ローン控除額 = 年末借入金残高 × 控除率

控除率や控除期間等は以下の通りです。

区分 控除対象 借入限度額 控除率 控除期間 所得税の 最大控除額 住民税の 控除限度額
消費税率8%または10%の場合 4,000万円 (5,000万円) 1.0% 10年間 400万円 (500万円) 所得税の課税総所得金額等の合計額×7% (最高年136,500円)
個人間の中古住宅の売買の場合 2,000万円 (3,000万円) 1.0% 10年間 200万円 (300万円) 所得税の課税総所得金額等の合計額×5% (最高年97,500円)
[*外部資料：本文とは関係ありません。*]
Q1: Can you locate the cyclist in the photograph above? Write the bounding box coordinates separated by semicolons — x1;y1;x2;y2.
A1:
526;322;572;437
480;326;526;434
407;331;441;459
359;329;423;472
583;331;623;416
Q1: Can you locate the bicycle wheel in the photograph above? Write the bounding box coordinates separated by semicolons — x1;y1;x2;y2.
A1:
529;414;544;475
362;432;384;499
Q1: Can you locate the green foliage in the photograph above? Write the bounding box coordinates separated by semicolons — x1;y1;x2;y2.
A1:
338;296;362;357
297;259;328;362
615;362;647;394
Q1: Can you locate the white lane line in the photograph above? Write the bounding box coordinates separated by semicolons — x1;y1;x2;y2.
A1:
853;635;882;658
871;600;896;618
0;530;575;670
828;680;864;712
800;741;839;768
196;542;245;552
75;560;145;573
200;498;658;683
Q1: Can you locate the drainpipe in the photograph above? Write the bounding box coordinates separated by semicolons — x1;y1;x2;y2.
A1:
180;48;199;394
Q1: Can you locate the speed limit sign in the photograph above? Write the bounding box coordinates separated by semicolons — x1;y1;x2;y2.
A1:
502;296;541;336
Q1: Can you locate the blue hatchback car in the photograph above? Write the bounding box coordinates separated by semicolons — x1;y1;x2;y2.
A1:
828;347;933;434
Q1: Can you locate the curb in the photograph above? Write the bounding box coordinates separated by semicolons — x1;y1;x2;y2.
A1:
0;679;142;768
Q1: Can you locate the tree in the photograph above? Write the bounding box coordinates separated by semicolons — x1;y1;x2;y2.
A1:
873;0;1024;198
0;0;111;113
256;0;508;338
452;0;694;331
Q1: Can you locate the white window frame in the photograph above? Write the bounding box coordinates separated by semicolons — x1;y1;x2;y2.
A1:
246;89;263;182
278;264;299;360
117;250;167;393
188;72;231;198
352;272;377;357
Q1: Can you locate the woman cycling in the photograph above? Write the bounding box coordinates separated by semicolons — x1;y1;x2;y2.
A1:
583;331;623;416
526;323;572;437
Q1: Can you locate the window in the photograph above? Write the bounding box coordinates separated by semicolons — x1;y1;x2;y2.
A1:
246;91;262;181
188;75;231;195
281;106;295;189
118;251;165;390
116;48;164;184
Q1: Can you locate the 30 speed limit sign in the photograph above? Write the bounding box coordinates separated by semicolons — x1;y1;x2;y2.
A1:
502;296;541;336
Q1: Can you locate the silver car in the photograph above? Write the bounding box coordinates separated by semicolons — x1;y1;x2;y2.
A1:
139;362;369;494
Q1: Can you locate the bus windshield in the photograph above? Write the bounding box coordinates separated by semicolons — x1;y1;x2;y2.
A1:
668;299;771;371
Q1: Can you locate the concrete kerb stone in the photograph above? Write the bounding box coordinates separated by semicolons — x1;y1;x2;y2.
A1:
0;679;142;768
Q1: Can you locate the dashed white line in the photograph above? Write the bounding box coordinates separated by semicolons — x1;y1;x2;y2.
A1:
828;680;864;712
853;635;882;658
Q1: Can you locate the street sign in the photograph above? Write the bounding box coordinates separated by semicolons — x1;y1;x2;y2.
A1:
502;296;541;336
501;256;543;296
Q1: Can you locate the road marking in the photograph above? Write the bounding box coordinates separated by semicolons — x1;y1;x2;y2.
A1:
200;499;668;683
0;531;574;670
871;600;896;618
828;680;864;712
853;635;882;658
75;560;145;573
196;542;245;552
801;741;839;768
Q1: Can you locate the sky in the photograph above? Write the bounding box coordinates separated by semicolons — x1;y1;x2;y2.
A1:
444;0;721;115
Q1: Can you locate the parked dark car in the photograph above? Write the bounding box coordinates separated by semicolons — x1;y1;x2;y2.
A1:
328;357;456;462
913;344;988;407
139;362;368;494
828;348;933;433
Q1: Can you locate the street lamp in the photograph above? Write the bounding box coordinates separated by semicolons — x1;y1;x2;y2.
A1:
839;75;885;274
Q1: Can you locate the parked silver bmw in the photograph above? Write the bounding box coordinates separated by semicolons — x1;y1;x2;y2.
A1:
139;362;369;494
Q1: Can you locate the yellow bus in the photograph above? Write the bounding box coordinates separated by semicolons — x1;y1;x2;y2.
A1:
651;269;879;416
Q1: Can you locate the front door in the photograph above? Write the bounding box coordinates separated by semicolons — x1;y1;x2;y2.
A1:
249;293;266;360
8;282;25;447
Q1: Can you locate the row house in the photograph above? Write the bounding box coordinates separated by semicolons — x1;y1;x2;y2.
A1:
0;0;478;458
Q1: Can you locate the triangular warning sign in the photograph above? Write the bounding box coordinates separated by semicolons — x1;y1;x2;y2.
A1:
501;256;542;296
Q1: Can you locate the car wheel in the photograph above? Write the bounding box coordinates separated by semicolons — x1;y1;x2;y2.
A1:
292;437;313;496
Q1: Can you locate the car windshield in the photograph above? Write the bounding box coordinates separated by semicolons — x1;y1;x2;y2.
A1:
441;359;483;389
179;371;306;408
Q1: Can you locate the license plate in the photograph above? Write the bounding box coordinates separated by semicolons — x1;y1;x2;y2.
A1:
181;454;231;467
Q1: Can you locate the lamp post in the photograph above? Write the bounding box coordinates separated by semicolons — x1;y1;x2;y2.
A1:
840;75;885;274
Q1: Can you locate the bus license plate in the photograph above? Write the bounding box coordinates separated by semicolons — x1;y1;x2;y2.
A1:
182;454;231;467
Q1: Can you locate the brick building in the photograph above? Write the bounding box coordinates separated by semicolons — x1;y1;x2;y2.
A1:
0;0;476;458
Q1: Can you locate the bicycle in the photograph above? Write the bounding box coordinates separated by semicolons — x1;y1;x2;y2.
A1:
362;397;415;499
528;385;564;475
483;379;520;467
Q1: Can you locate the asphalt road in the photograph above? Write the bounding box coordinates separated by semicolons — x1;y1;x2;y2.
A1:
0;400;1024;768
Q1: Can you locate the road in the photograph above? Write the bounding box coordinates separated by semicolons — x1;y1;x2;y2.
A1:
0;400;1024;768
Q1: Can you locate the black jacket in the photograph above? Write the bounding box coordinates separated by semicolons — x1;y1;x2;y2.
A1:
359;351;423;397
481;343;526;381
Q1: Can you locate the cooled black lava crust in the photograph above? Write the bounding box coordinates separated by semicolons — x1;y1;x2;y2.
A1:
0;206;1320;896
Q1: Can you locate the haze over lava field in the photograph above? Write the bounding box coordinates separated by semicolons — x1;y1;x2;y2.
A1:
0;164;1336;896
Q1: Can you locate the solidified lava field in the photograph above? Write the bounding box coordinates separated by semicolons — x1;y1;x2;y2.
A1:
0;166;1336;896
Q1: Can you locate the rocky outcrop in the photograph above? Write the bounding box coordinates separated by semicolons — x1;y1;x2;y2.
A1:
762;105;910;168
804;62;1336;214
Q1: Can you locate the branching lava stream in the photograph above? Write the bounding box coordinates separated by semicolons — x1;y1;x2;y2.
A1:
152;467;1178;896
カッコ内の数字は、長期優良住宅または低炭素住宅の場合の金額となります。

住宅ローン控除は、まず売主が購入する不動産に消費税の課税が発生しているかどうかがポイントです。

売主が消費税の納税義務のある課税事業者である場合、建物に消費税が発生します。

消費税が発生する場合には、控除対象借入限度額が4,000万円(または長期優良住宅等なが5,000万円)となります。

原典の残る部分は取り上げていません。